This design enables Beautiful Soup to handle malformed markup gracefully while providing an intuitive Pythonic API for web scraping, document processing, and HTML/XML manipulation tasks.

Capabilities

Core Parsing

Primary BeautifulSoup class for parsing HTML and XML documents with configurable parser backends and encoding detection.

class BeautifulSoup(Tag):
    def __init__(self, markup="", features=None, builder=None, 
                 parse_only=None, from_encoding=None, **kwargs): ...
    def new_tag(self, name, namespace=None, nsprefix=None, **attrs): ...
    def new_string(self, s, subclass=NavigableString): ...

Core Parsing

Tree Navigation

Navigate through the parse tree using parent-child relationships, sibling traversal, and document-order iteration with both property access and generator-based approaches.

# Navigation properties
@property
def parent(self): ...
@property  
def next_sibling(self): ...
@property
def previous_sibling(self): ...
@property
def next_element(self): ...
@property
def previous_element(self): ...

# Navigation generators
@property
def parents(self): ...
@property
def next_siblings(self): ...
@property
def previous_siblings(self): ...
@property
def next_elements(self): ...
@property  
def previous_elements(self): ...

Tree Navigation

Element Search

Find elements using tag names, attributes, text content, CSS selectors, and custom matching functions with both single and multiple result options.

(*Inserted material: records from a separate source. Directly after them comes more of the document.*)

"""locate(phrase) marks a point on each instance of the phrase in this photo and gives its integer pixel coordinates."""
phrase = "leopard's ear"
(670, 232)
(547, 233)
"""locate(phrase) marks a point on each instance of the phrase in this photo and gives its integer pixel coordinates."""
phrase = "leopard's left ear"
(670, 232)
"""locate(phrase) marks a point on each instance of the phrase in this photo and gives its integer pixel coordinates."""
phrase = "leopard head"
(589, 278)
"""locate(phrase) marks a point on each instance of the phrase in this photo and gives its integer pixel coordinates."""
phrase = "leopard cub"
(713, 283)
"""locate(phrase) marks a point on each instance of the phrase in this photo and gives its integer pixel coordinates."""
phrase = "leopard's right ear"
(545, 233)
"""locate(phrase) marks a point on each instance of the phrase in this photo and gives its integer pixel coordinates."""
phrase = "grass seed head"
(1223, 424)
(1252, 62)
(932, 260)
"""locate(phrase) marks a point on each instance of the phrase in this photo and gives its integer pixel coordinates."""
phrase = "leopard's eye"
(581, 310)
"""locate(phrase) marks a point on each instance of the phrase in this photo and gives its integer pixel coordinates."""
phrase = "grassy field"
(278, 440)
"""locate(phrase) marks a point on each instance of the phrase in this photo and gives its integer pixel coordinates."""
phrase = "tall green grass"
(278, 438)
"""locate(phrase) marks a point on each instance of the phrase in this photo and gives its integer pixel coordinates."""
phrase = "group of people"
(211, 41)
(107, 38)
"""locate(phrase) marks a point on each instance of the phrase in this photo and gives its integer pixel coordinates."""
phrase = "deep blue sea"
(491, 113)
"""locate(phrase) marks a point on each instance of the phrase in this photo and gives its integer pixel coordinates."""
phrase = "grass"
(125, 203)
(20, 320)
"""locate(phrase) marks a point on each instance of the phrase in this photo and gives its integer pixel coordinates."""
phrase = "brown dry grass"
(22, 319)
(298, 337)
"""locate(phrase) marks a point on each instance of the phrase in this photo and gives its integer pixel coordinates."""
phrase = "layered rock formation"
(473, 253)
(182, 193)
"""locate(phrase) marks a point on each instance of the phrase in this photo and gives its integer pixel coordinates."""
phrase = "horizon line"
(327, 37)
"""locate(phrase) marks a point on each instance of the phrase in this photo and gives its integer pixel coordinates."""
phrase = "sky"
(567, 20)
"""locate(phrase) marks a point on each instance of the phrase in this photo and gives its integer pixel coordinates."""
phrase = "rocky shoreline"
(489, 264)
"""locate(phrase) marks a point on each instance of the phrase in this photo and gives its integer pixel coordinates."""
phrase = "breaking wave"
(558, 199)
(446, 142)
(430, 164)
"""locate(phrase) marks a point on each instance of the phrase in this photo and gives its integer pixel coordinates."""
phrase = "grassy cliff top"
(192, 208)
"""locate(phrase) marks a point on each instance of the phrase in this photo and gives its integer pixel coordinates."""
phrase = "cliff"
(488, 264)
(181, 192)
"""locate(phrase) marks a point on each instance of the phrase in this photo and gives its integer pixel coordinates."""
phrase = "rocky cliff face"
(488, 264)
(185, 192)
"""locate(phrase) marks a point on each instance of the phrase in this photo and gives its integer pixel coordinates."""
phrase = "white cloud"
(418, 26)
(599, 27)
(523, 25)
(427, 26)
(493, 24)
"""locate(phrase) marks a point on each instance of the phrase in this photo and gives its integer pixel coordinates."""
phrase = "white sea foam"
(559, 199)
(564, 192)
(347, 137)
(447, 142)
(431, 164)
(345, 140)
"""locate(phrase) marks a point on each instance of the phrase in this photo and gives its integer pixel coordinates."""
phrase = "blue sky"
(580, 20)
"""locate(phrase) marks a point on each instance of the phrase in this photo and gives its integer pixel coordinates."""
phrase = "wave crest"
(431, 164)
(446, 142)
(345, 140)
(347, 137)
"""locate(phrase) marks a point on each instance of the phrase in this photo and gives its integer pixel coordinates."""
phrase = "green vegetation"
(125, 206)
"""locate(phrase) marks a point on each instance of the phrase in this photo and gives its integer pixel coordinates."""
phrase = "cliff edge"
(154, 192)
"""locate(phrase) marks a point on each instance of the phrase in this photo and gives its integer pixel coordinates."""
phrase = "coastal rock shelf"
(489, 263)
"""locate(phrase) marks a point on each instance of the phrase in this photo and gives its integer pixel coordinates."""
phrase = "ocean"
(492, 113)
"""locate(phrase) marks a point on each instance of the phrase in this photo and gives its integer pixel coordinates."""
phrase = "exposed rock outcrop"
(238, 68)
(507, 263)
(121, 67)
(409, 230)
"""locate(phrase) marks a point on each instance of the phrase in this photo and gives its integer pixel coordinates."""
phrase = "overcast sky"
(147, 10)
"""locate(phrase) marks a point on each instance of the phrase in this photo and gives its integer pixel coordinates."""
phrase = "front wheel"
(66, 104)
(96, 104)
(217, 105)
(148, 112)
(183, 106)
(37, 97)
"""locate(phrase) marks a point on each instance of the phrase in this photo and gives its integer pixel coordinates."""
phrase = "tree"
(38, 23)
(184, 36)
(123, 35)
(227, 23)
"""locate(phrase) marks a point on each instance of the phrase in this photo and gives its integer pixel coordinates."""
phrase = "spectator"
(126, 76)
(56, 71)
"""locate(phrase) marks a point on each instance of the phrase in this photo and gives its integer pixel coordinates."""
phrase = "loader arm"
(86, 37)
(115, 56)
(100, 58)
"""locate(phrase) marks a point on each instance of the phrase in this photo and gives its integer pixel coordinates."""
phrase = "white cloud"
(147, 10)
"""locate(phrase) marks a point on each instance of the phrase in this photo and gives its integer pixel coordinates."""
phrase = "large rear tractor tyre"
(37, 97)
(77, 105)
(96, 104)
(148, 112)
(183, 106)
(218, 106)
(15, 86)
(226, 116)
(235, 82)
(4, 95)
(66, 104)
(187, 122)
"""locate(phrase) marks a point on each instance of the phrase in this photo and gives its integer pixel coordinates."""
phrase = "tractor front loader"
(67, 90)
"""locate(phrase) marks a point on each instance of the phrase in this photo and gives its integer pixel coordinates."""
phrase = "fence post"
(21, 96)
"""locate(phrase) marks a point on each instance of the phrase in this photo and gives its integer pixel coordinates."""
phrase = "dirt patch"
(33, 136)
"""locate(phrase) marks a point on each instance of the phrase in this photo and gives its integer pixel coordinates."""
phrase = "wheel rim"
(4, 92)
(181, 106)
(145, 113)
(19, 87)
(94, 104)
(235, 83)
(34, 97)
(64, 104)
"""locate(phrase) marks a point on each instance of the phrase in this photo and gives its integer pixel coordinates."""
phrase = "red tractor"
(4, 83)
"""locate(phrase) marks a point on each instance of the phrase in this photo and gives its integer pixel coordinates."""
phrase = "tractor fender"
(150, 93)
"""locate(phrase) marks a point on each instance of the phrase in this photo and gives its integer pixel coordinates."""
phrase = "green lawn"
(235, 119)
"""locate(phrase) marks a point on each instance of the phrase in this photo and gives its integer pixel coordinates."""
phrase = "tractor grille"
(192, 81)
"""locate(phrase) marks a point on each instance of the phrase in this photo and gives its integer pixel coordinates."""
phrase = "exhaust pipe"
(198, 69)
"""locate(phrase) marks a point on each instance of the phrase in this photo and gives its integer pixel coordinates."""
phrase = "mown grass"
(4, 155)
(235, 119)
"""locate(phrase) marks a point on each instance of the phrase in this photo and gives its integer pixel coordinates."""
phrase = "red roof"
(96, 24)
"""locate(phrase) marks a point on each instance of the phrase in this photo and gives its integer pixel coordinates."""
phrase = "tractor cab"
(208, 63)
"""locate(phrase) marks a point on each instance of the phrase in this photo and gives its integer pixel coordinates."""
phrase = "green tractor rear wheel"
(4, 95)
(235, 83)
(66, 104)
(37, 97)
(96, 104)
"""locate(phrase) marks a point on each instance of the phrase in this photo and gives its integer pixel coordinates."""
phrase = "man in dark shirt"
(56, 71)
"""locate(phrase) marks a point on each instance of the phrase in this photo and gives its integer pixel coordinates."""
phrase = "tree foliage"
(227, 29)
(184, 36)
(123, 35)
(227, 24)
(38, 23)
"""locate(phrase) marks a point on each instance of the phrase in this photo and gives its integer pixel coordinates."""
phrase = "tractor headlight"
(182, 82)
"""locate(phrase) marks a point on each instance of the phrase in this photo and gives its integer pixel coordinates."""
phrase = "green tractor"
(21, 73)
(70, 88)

def find(self, name=None, attrs={}, recursive=True, text=None, **kwargs): ...
def find_all(self, name=None, attrs={}, recursive=True, text=None, limit=None, **kwargs): ...
def select(self, selector): ...
def select_one(self, selector): ...

# Directional search
def find_next(self, name=None, attrs={}, text=None, **kwargs): ...
def find_previous(self, name=None, attrs={}, text=None, **kwargs): ...
def find_next_sibling(self, name=None, attrs={}, text=None, **kwargs): ...
def find_previous_sibling(self, name=None, attrs={}, text=None, **kwargs): ...
def find_parent(self, name=None, attrs={}, **kwargs): ...

Element Search

Tree Modification

Modify the parse tree by inserting, removing, replacing elements and their attributes with automatic relationship maintenance.

def extract(self): ...
def decompose(self): ...
def replace_with(self, *args): ...
def wrap(self, wrap_inside): ...
def unwrap(self): ...
def insert(self, position, new_child): ...
def insert_before(self, *args): ...
def insert_after(self, *args): ...
def append(self, tag): ...
def clear(self, decompose=False): ...

Tree Modification

Content Extraction

Extract text content, attribute values, and formatted output from parse tree elements with flexible filtering and formatting options.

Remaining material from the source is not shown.